Towards clinical application of pronuclear transfer to prevent mitochondrial DNA disease
journal contributionposted on 05.08.2020 by Louise A Hyslop, Paul Blakeley, Lyndsey Craven, Jessica Richardson, Norah ME Fogarty, Elpida Fragouli, Mahdi Lamb, Sissy E Wamaitha, Nilendran Prathalingam, Qi Zhang, Hannah O'Keefe, Yuko Takeda, Lucia Arizzi, Samer Alfarawati, Helen A Tuppen, Laura Irving, Dimitrios Kalleas, Meenakshi Choudhary, Dagan Wells, Alison P Murdoch, Douglass M Turnbull, Kathy K Niakan, Mary Herbert
Any type of content formally published in an academic journal, usually following a peer-review process.

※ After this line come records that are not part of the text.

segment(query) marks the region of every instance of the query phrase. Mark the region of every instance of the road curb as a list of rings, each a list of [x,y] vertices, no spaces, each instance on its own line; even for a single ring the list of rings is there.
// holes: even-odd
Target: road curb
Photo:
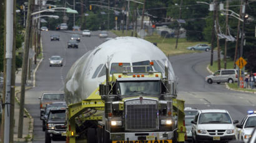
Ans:
[[[208,72],[209,72],[211,74],[214,74],[214,72],[212,72],[210,68],[209,68],[209,66],[210,65],[208,65],[207,67],[206,67],[206,69],[207,70]],[[244,90],[235,90],[233,88],[231,88],[229,87],[229,85],[227,83],[225,83],[225,87],[227,89],[229,90],[233,90],[233,91],[239,91],[239,92],[242,92],[242,93],[252,93],[252,94],[255,94],[256,95],[256,91],[244,91]]]

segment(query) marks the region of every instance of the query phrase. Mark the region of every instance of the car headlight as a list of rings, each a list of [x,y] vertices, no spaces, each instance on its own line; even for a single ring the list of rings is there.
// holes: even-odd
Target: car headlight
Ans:
[[[206,134],[206,130],[205,129],[199,129],[197,130],[198,133],[205,134]]]
[[[161,120],[161,124],[172,124],[172,122],[170,119],[162,119]]]
[[[121,121],[111,121],[112,126],[122,126]]]
[[[250,134],[245,134],[245,136],[244,136],[244,139],[250,139],[250,137],[252,136],[252,135],[250,135]]]
[[[47,124],[47,127],[49,129],[54,129],[54,124]]]
[[[234,131],[234,129],[228,129],[227,130],[227,134],[233,134]]]

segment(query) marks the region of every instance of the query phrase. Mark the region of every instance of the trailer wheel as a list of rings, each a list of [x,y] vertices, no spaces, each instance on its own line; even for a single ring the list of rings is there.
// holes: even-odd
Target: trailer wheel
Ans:
[[[95,134],[95,129],[94,128],[88,128],[87,134],[87,143],[96,143],[96,134]]]
[[[51,139],[50,134],[49,134],[47,132],[46,132],[46,140],[45,143],[51,143],[52,139]]]

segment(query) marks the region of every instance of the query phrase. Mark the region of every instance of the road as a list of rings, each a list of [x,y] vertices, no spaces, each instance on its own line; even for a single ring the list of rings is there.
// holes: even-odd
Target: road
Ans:
[[[49,31],[42,33],[44,59],[36,73],[36,87],[26,91],[25,100],[25,106],[34,119],[34,143],[44,142],[44,132],[42,131],[42,122],[39,119],[38,97],[46,91],[62,91],[66,75],[74,62],[86,52],[104,42],[104,39],[97,36],[98,32],[94,32],[91,37],[82,37],[79,48],[67,48],[67,42],[72,32]],[[61,35],[59,42],[50,41],[50,35],[54,33]],[[54,55],[64,58],[62,67],[49,66],[48,58]],[[205,76],[209,74],[205,69],[209,57],[210,52],[170,57],[176,76],[179,79],[179,98],[185,101],[186,106],[227,109],[233,119],[240,121],[247,109],[255,108],[254,103],[256,99],[254,97],[255,95],[228,90],[224,84],[209,85],[205,82]]]

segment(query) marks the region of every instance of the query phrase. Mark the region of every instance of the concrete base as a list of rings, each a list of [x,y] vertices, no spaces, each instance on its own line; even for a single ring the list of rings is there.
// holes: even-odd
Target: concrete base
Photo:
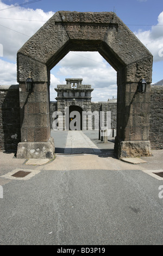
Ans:
[[[20,142],[18,144],[18,159],[52,159],[55,152],[54,139],[51,137],[47,142]]]
[[[149,141],[122,141],[116,137],[114,151],[118,159],[151,155]]]

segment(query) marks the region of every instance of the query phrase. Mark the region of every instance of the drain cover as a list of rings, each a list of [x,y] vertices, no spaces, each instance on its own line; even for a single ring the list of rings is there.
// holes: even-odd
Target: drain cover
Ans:
[[[158,176],[160,176],[160,177],[163,178],[163,172],[161,172],[161,173],[153,173]]]
[[[24,178],[25,177],[25,176],[30,173],[31,172],[24,172],[24,170],[19,170],[18,172],[17,172],[16,173],[14,173],[14,174],[12,175],[11,176],[14,176],[14,177],[16,178]]]

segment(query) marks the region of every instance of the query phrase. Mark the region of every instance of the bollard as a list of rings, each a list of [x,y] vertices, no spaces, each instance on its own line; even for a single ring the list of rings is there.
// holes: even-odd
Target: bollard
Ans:
[[[112,128],[112,137],[114,137],[114,128]]]
[[[101,130],[101,141],[103,141],[103,130]]]
[[[108,129],[104,130],[104,143],[108,143]]]
[[[98,130],[98,139],[101,140],[101,129]]]

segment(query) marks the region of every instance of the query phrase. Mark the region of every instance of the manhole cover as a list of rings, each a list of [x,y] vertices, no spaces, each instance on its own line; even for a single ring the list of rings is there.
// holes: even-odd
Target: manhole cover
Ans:
[[[14,176],[14,177],[16,178],[23,178],[30,173],[31,172],[24,172],[24,170],[19,170],[18,172],[17,172],[16,173],[14,173],[14,174],[12,175],[11,176]]]
[[[161,172],[161,173],[153,173],[158,176],[160,176],[160,177],[163,178],[163,172]]]

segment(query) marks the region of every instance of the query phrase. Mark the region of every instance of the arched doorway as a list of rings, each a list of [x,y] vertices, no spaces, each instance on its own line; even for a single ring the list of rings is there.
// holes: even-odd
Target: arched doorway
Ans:
[[[68,111],[67,111],[67,108],[68,108]],[[82,130],[82,108],[75,105],[70,106],[67,108],[66,109],[67,112],[66,112],[66,119],[68,119],[68,130],[70,131]],[[66,114],[67,117],[66,117]]]
[[[70,51],[98,51],[117,72],[117,157],[150,155],[151,53],[114,13],[62,11],[55,13],[17,53],[21,123],[17,157],[53,157],[49,72]],[[30,95],[26,90],[29,74],[35,83]],[[137,86],[142,77],[146,92],[140,93]]]

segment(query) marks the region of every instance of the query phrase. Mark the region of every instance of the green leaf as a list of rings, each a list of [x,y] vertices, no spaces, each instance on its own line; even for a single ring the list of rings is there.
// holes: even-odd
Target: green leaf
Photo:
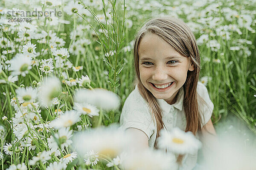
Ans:
[[[111,68],[111,69],[112,70],[113,70],[113,71],[115,70],[115,68],[113,66],[112,64],[111,64],[110,63],[109,63],[108,61],[108,60],[107,59],[107,58],[105,58],[104,57],[103,58],[103,59],[102,59],[102,60],[105,62],[106,64],[107,64],[107,66],[108,67],[108,69],[109,70]]]
[[[122,70],[124,68],[124,66],[125,66],[125,65],[126,63],[124,63],[122,64],[122,66],[121,66],[118,69],[118,71],[117,71],[117,72],[116,72],[116,74],[117,74],[117,75],[119,75],[119,74],[120,74],[120,73],[121,72]]]

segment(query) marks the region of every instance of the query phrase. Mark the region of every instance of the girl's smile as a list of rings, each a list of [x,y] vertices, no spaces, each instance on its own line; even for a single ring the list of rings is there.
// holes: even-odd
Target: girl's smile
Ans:
[[[172,104],[186,81],[188,70],[195,69],[190,57],[181,55],[168,43],[152,33],[139,46],[140,76],[143,85],[157,98]]]

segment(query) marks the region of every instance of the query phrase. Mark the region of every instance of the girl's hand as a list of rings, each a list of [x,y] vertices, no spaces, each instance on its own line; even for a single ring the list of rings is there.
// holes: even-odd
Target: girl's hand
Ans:
[[[219,142],[212,120],[204,126],[201,130],[201,141],[203,143],[203,153],[206,161],[209,161],[212,153],[218,147]]]

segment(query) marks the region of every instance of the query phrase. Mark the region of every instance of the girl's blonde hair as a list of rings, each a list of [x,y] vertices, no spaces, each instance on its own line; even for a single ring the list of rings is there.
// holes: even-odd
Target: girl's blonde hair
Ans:
[[[200,71],[200,57],[195,38],[187,25],[182,20],[171,17],[158,17],[148,20],[137,33],[134,42],[134,56],[138,89],[143,98],[147,101],[154,116],[157,124],[157,138],[164,124],[162,120],[162,110],[152,93],[142,84],[139,69],[138,48],[141,39],[147,34],[158,35],[169,43],[181,55],[190,58],[195,66],[192,71],[188,71],[186,80],[181,88],[184,88],[183,105],[186,120],[186,132],[191,131],[195,135],[201,130],[202,122],[198,106],[196,88]],[[154,119],[153,119],[154,120]],[[154,147],[157,148],[157,141]],[[179,155],[177,162],[181,164],[183,156]]]

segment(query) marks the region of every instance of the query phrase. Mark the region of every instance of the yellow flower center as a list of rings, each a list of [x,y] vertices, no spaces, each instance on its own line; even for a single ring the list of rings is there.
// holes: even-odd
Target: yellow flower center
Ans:
[[[172,138],[172,142],[175,144],[182,144],[184,143],[184,141],[179,138]]]
[[[70,153],[69,153],[67,155],[66,155],[65,156],[63,156],[63,158],[67,158],[68,157],[70,157],[71,156],[71,154],[70,154]]]
[[[61,112],[61,110],[60,109],[59,109],[58,110],[58,112]],[[57,112],[57,109],[55,109],[55,111],[54,111],[55,112]]]
[[[69,120],[65,122],[64,125],[65,127],[70,126],[72,125],[73,123],[71,120]]]
[[[108,156],[111,158],[115,158],[116,157],[117,154],[117,150],[113,149],[113,148],[104,148],[100,150],[99,154],[105,156]]]
[[[26,107],[27,106],[27,105],[28,105],[29,104],[30,104],[30,102],[24,102],[24,103],[22,104],[22,106],[24,106],[24,107]]]
[[[92,111],[90,109],[87,108],[86,107],[83,107],[83,110],[84,112],[86,112],[87,113],[90,113]]]

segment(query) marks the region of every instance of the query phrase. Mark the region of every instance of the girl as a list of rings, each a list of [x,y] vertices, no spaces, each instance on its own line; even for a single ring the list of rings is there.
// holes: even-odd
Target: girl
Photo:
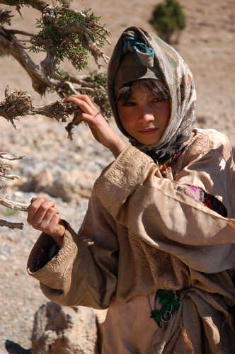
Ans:
[[[103,353],[232,353],[229,142],[193,130],[190,70],[140,28],[126,30],[116,45],[108,94],[130,144],[87,96],[67,99],[115,160],[96,181],[78,234],[52,202],[32,201],[28,220],[42,234],[28,273],[55,302],[108,308]]]

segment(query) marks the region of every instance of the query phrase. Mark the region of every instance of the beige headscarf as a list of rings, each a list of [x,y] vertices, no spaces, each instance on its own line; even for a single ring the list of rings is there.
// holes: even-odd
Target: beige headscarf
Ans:
[[[116,105],[116,93],[120,88],[144,78],[156,79],[159,84],[164,84],[169,92],[171,105],[168,126],[160,140],[151,146],[141,144],[125,132]],[[109,62],[108,91],[119,129],[140,150],[155,156],[155,159],[168,158],[189,138],[196,101],[193,75],[179,54],[155,34],[137,27],[123,32]]]

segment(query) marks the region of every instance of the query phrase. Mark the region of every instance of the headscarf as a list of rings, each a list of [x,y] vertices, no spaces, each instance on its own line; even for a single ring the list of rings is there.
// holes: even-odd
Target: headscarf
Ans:
[[[154,145],[144,145],[123,128],[117,109],[117,92],[127,82],[151,78],[166,86],[171,106],[168,125]],[[196,91],[193,75],[179,54],[154,33],[130,27],[118,40],[108,69],[108,93],[120,131],[130,142],[154,160],[167,159],[179,151],[193,130]]]

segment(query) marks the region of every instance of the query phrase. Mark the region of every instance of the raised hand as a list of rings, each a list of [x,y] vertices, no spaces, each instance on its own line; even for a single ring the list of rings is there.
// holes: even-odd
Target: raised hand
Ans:
[[[33,198],[27,221],[34,229],[51,236],[58,246],[62,247],[65,227],[54,202],[44,198]]]
[[[125,147],[125,143],[113,130],[89,97],[86,95],[72,95],[64,101],[73,102],[80,107],[83,113],[78,115],[75,124],[86,122],[96,140],[108,147],[116,158]]]

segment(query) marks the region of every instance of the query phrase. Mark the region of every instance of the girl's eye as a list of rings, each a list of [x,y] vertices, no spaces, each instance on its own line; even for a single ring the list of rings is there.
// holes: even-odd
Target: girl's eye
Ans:
[[[132,105],[135,105],[135,103],[134,102],[129,101],[127,102],[123,102],[122,105],[125,107],[132,107]]]
[[[164,102],[164,98],[163,97],[156,97],[156,98],[154,98],[153,100],[153,102]]]

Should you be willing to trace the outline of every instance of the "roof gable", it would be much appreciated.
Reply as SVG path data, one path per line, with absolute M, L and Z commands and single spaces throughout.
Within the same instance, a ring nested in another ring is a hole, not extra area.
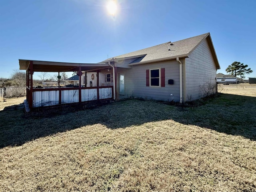
M 120 59 L 138 57 L 137 59 L 130 63 L 129 65 L 139 64 L 156 60 L 163 60 L 176 58 L 176 57 L 188 57 L 190 54 L 206 38 L 209 44 L 213 56 L 216 68 L 220 68 L 215 50 L 209 33 L 172 42 L 164 43 L 138 51 L 114 57 L 101 62 L 106 62 L 113 60 L 118 62 Z M 142 55 L 144 56 L 142 57 Z

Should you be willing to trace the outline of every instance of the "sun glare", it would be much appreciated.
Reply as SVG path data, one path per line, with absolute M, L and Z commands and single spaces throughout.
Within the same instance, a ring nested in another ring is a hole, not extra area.
M 117 12 L 117 5 L 116 2 L 114 0 L 109 1 L 107 4 L 107 9 L 109 14 L 115 15 Z

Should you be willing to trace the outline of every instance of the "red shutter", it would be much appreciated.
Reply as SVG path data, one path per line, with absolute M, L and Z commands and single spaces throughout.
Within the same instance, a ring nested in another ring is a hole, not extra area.
M 161 86 L 165 87 L 165 68 L 161 68 Z
M 149 69 L 146 70 L 146 84 L 147 87 L 149 86 Z

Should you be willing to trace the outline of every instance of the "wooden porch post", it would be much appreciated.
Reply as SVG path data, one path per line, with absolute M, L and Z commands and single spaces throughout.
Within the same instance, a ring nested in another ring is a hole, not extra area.
M 97 70 L 97 100 L 100 100 L 100 92 L 99 90 L 99 70 Z
M 33 108 L 33 73 L 34 70 L 33 69 L 33 61 L 30 61 L 30 90 L 29 93 L 29 101 L 28 102 L 28 106 L 31 109 Z
M 79 65 L 79 71 L 78 74 L 79 76 L 79 86 L 78 88 L 78 97 L 79 99 L 79 103 L 82 102 L 82 89 L 81 89 L 81 76 L 82 76 L 82 69 L 81 65 Z
M 87 72 L 85 72 L 85 82 L 84 82 L 84 87 L 86 87 L 87 86 Z
M 28 70 L 27 69 L 26 70 L 26 97 L 27 99 L 27 102 L 28 102 Z

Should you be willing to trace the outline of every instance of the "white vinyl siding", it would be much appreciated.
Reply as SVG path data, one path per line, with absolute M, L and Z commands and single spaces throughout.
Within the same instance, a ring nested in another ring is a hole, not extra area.
M 161 68 L 165 68 L 165 87 L 146 86 L 146 70 Z M 125 72 L 126 97 L 169 101 L 180 101 L 179 72 L 179 64 L 176 60 L 135 65 L 131 69 L 118 68 L 118 73 Z M 168 84 L 168 79 L 174 80 L 173 85 Z M 171 96 L 171 94 L 173 96 Z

Mitochondrial DNA (mtDNA) mutations are maternally inherited and are associated with a broad range of debilitating and fatal diseases. Reproductive technologies designed to uncouple the inheritance of mtDNA from nuclear DNA may enable affected women to have a genetically related child with a greatly reduced risk of mtDNA disease. Here we report the first preclinical studies on pronuclear transplantation (PNT). Surprisingly, techniques used in proof-of-concept studies involving abnormally fertilized human zygotes were not well tolerated by normally fertilized zygotes. We have therefore developed an alternative approach based on transplanting pronuclei shortly after completion of meiosis rather than shortly before the first mitotic division. This promotes efficient development to the blastocyst stage with no detectable effect on aneuploidy or gene expression. After optimization, mtDNA carryover was reduced to <2% in the majority (79%) of PNT blastocysts. The importance of reducing carryover to the lowest possible levels is highlighted by a progressive increase in heteroplasmy in a stem cell line derived from a PNT blastocyst with 4% mtDNA carryover. We conclude that PNT has the potential to reduce the risk of mtDNA disease, but it may not guarantee prevention.